That said, most companies aren’t killed by one overwhelmingly bad decision. They’re killed by dozens of bad decisions that pile up and stick the company in an unrecoverable morass. These small, could’ve-gone-better decisions offer the best startup learnings, are the exact lessons covered up by success.
Take one of the greatest entrepreneurial success stories of our generation — Facebook. Clearly, Facebook did some things right. But they also did a whole lot of things wrong, and it’s hard for anyone to determine how much more Facebook could’ve screwed up before they would have doomed their chances to win the social networking wars. It’s entirely reasonable that they could’ve blown any number of decisions and still come out on top.
On the flip side, copying success is tricky. Let’s look at Facebook again. The most difficult thing about copying Facebook’s success (or any company’s success) is not deriving the factors that led to their success, but figuring out the level on which they should be copied. For instance:
Level 1: Facebook was successful, so I should copy what they created: a new social network. Good luck with that one.
Level 2: Facebook was successful, so I should copy their operational or strategic decisions for my own idea. As I pointed out above, it’s not obvious that Facebook made great operational or strategic decisions.
Level 3: Facebook was successful, so I should copy their methodology of thinking about ideas or products. This sounds high-level enough, but how does one execute on it? Does anyone know what goes on inside Zuckerberg’s brain? More practically, are those thoughts relevant to your product as opposed to a walled garden social network?
On the theme of translating theory into practice, I helped create Founders at FAIL, a forum for entrepreneurs to talk about their failures. Think Founders at Work, but all the stories have unhappy endings. I’ll be speaking there (along with GoCrossCampus founder Matthew Brimer) on August 18th.
I made a lot of mistakes while running GoCrossCampus. Lots of people ask me questions that more or less amount to “If you could have done X differently, what would you have done?”
I always answer these questions sincerely. “Oh, I would’ve done A rather than B and C rather than D” or something like that.

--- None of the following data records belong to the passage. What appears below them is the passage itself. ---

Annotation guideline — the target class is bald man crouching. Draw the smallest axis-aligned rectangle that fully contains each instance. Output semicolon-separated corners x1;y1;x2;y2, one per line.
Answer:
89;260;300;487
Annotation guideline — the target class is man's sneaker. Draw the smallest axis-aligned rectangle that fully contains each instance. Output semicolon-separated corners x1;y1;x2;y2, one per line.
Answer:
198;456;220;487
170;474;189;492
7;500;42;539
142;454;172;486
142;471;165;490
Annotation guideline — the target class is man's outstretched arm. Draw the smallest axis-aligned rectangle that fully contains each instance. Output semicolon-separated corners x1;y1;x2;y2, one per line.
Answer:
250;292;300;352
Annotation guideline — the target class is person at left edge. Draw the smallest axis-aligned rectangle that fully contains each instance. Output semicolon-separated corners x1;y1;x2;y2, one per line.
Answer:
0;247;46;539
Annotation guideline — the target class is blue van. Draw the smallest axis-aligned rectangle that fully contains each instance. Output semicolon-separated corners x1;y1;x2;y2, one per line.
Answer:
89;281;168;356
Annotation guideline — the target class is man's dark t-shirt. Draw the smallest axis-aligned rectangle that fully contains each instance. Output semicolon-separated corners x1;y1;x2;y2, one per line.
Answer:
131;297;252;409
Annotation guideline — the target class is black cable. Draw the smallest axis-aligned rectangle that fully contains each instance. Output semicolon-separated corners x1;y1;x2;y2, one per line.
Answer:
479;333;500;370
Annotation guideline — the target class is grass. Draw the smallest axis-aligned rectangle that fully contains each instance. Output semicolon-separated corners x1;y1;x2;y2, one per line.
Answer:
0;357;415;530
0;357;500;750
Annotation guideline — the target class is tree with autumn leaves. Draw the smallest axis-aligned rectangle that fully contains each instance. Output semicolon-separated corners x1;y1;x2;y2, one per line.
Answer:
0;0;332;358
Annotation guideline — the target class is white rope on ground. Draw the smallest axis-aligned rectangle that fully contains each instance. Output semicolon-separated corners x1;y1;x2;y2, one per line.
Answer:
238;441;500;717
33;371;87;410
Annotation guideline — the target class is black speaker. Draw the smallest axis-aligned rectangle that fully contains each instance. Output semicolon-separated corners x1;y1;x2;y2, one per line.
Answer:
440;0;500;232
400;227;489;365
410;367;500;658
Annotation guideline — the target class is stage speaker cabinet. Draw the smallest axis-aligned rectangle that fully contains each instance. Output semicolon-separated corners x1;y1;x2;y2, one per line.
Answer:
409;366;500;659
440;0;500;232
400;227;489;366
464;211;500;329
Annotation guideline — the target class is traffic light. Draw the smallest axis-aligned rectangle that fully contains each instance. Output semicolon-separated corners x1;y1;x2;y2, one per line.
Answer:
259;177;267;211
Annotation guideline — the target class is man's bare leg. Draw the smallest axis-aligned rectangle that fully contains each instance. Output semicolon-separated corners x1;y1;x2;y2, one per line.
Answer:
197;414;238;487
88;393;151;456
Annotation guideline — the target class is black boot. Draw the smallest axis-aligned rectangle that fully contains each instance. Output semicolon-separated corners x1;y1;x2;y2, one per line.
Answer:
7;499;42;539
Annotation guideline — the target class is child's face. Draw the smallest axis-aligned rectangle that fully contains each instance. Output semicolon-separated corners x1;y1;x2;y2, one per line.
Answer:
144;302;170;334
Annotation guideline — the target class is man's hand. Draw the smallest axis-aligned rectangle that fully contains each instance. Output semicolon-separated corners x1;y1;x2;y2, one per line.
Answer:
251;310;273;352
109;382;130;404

But in the back of my mind I know that counterfactuals make for odd teachers. That is, the information I have about the specific problem has obviously changed — and the more interesting lessons come from shifts in my decision-making methodology.
These “If you could have done X differently” questions are essentially asking “If you knew back then what you know now, how would the decision you made have changed?” Interesting, yes. But the information that led to the decision — for instance, my beliefs on the marketability of a product or the right way to scale an app — isn’t that useful. Rather, the juicy bits are the framework through which I took the information and produced an actionable plan. Consider the following question:
If you could do it again, how would you structure your financing round?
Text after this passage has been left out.